I did see a rental there which could be very interesting, still trying to decide whether to rent from a complete stranger (never done that before) or use hotel points for the stay.....


----------



## Talent312 (Jul 23, 2008)

sml2181 said:


> Did you try www.vacationtimesharerentals.com?
> 
> I did see a rental there which could be very interesting, still trying to decide whether to rent from a complete stranger (never done that before) or use hotel points for the stay.....


Thanks for the reference.
I did take a look, and I agree that a short-term rental from an individual is fraught with risk and requires more trust than I am generally willing to extend.  I would feel more comfortable if the owner indicated that they  can accept PayPal, CC's or uses an Escrow service.


----------



## Karen G (Jul 23, 2008)

We stayed in  this flat.  I can highly recommend it and the owner, who I think is one of the executives at DAE. We actually obtained two weeks in this unit through DAE, but I know that the owner also rents it out through VRBO.

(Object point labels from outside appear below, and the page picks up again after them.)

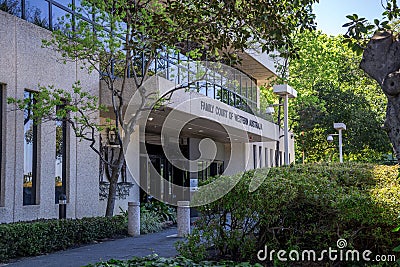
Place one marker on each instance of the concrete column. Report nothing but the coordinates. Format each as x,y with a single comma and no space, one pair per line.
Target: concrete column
183,213
134,218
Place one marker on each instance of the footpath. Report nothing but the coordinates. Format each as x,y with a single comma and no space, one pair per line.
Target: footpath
161,243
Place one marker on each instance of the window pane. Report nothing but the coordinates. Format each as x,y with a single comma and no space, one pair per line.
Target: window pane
37,12
11,6
60,179
66,3
30,144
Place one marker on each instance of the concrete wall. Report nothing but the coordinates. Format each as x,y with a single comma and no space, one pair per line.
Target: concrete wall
24,65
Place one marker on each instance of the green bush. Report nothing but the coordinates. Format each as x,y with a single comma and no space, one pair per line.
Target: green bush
167,213
301,207
23,239
154,260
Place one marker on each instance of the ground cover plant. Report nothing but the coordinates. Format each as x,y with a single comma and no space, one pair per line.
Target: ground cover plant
302,207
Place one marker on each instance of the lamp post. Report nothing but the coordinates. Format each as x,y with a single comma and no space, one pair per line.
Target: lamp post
339,127
286,92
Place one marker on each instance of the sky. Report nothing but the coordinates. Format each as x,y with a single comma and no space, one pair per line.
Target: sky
331,14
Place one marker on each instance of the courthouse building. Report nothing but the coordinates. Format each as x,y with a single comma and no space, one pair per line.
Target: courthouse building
39,162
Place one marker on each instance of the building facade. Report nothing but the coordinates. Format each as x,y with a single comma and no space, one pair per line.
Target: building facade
41,161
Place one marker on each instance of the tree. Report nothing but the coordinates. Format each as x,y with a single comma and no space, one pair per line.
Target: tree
128,36
380,48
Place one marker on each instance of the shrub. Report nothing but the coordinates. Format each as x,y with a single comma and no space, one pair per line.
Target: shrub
43,236
301,207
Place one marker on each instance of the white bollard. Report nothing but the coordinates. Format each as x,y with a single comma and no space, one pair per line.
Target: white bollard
183,214
134,218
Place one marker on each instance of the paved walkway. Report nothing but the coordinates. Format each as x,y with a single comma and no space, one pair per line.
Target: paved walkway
160,243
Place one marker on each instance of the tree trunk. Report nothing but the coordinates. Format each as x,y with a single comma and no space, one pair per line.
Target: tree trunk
381,60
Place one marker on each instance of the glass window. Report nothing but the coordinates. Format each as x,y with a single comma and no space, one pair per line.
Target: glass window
12,7
1,137
60,160
254,157
271,157
30,153
37,12
266,157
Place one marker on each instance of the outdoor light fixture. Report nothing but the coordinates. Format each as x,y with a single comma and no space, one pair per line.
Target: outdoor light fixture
270,110
339,127
112,137
286,92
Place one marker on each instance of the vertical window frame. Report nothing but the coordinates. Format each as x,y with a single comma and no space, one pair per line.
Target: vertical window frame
1,144
35,140
64,156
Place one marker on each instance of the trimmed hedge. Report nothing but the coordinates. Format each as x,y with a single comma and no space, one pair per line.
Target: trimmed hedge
44,236
303,207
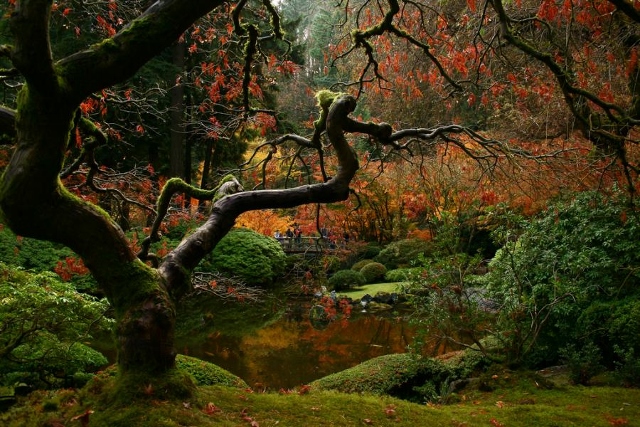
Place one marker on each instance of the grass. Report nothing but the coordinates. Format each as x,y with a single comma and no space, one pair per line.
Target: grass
516,399
372,290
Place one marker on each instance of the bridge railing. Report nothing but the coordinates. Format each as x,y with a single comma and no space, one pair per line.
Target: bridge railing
307,244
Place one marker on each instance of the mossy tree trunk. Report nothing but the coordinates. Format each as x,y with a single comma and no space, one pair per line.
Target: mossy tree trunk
34,203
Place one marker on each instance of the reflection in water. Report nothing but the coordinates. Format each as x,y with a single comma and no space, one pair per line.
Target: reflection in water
289,353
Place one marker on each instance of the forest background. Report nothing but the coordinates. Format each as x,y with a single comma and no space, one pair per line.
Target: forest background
509,112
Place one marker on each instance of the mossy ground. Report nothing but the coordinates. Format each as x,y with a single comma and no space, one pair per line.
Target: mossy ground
502,398
373,289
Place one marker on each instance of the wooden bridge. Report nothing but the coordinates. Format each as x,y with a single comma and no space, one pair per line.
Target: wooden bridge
308,245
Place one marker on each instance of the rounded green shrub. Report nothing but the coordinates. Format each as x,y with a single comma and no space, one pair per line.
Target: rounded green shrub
44,324
373,272
250,256
205,373
345,279
402,253
358,265
403,274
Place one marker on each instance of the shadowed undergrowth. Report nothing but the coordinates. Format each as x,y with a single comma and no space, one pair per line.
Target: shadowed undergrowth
498,397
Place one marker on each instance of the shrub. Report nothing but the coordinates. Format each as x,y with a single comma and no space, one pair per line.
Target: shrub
44,322
205,373
345,279
358,265
405,376
40,255
256,259
570,270
583,364
403,274
369,251
373,272
402,253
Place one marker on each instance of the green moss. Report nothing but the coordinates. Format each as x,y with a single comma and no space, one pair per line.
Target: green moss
205,373
326,97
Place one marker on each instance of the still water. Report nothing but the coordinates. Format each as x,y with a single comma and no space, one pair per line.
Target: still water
291,351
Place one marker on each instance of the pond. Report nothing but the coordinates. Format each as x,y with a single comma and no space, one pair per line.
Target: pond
287,349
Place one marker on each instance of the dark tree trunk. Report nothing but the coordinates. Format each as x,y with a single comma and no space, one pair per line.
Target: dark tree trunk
177,155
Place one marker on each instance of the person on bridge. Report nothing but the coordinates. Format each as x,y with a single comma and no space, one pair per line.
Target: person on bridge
289,235
298,234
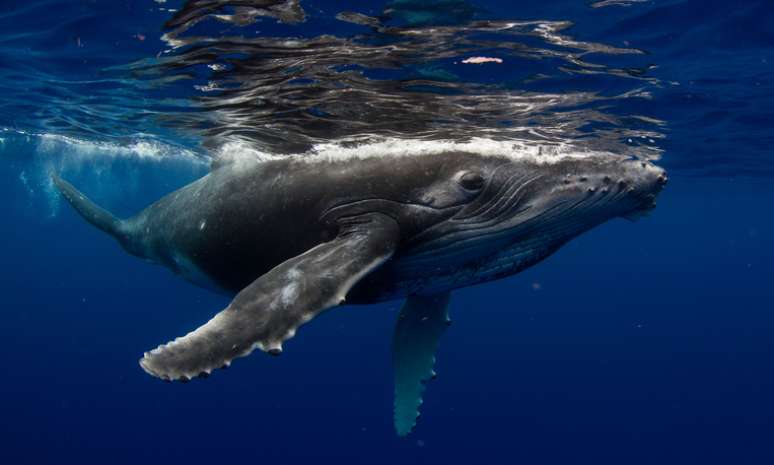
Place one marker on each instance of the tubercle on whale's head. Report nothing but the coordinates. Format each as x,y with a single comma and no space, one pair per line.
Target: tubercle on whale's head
538,203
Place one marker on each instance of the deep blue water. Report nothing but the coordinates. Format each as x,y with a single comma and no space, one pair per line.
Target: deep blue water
637,343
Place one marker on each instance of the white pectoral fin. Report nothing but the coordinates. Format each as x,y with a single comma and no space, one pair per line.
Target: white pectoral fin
270,310
421,323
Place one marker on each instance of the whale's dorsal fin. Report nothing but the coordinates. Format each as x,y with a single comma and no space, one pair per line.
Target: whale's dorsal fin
421,323
268,311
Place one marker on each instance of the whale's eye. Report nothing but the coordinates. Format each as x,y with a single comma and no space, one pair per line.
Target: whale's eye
471,181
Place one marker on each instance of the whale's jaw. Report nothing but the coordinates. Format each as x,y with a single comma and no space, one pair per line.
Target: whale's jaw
552,206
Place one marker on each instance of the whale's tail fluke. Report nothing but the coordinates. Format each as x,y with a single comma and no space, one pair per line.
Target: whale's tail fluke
92,212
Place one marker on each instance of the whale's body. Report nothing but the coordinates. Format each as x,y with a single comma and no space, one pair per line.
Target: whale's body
291,238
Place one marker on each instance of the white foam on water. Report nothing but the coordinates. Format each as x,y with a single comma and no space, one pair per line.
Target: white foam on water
241,152
142,149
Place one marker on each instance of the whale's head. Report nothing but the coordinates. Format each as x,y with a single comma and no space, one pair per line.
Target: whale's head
515,211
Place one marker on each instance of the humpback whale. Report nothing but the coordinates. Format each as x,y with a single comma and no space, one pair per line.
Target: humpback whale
290,238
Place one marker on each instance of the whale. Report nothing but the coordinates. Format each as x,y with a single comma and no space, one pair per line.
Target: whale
290,238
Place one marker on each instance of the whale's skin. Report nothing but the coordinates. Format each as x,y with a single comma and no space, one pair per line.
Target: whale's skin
236,223
291,238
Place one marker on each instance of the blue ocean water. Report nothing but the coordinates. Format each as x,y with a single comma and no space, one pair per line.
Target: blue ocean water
637,343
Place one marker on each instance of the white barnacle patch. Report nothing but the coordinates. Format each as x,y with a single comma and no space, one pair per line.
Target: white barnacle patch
289,294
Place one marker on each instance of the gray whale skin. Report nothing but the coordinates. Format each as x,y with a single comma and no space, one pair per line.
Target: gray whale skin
290,238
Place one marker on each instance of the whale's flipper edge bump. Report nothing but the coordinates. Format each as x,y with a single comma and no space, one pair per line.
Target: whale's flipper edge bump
270,310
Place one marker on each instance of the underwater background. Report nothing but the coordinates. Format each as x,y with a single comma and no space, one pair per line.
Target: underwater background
637,343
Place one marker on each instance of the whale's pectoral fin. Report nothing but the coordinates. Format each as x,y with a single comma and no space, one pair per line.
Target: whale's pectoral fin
268,311
421,323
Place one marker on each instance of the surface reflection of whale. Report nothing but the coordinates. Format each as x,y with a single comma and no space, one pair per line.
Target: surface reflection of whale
292,238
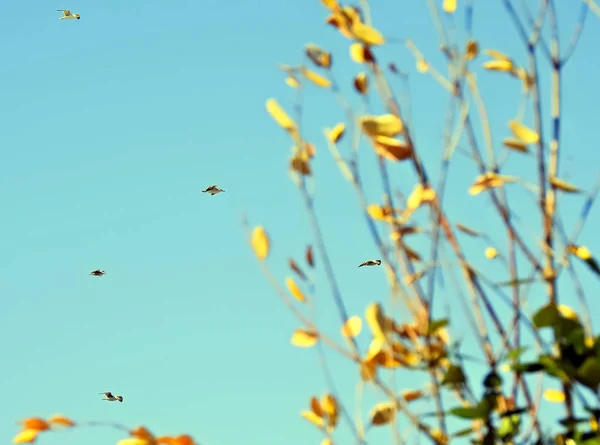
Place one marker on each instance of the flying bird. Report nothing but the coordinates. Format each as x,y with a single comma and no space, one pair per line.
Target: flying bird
213,190
108,396
67,15
371,263
97,272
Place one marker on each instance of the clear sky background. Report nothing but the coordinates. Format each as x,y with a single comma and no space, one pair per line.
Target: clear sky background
110,127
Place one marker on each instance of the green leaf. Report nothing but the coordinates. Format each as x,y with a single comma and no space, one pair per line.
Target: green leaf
471,412
492,380
437,324
509,426
545,317
454,376
588,374
463,433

We thoroughly enjoyed our stay here and it is very convenient to the tube and the bus.


----------



## Talent312 (Jul 23, 2008)

Karen G said:


> We stayed in  this flat.  I can highly recommend it and the owner, who I think is one of the executives at DAE. We actually obtained two weeks in this unit through DAE, but I know that the owner also rents it out through VRBO.
> 
> We thoroughly enjoyed our stay here and it is very convenient to the tube and the bus.



Thanks for the endorsement.  I've seen it in VRBO and we have a print-out of its listing in VRBO in our stack from them.


----------



## MaryH (Jul 30, 2008)

There are some Allen House owners on TUG that have ads for exchange or rental.  Also you can obtain Allen House and some other London units via Royal Holiday Club RHC.  

These might be more 1bdrm or studio so you might be better off renting a 2bdrm from VBRO.


----------



## kayb95 (Aug 1, 2008)

The Allen House also rents out flats, but they aren't cheap.  Check out www.allenhouse.co.uk.

Some others to check out:
www.base2stay.com
www.astons-apartments.com
www.londonservicedapartments.co.uk/economy/mansions.htm
www.parkplaza.com/countyhall_london
http://kensingtoncourt.co.uk
www.dolphinsquare.co.uk/house/
www.vrbo.com/my/29606 (a friend of mine has rented from this person on vrbo and will be renting again from her this year.)


----------



## Bwolf (Aug 1, 2008)

Karen G must be rich.


----------



## MaryH (Aug 3, 2008)

*Nell Gwynn Apts via RHC*

http://nghapartments.co.uk/index.htm

They rent directly by the week for slightly better rates than some other serviced apts.  I got this via Jerseygirl who booked it via RHC weeks.
Good location but a few small issues.  Will write a report / review when I get back and have more time.


----------



## MaryH (Aug 3, 2008)

vrbo can been good or mediocre...  Depending..


----------



## Tomg (Aug 3, 2008)

*Wimbeldon Area*

We rented a cottage from this service.  They'll rent on a nightly basis.  Wimbeldon is in the suburbs, but on the Tube Line, so easy to get into central London

http://www.honeycottage.com/rental.htm


----------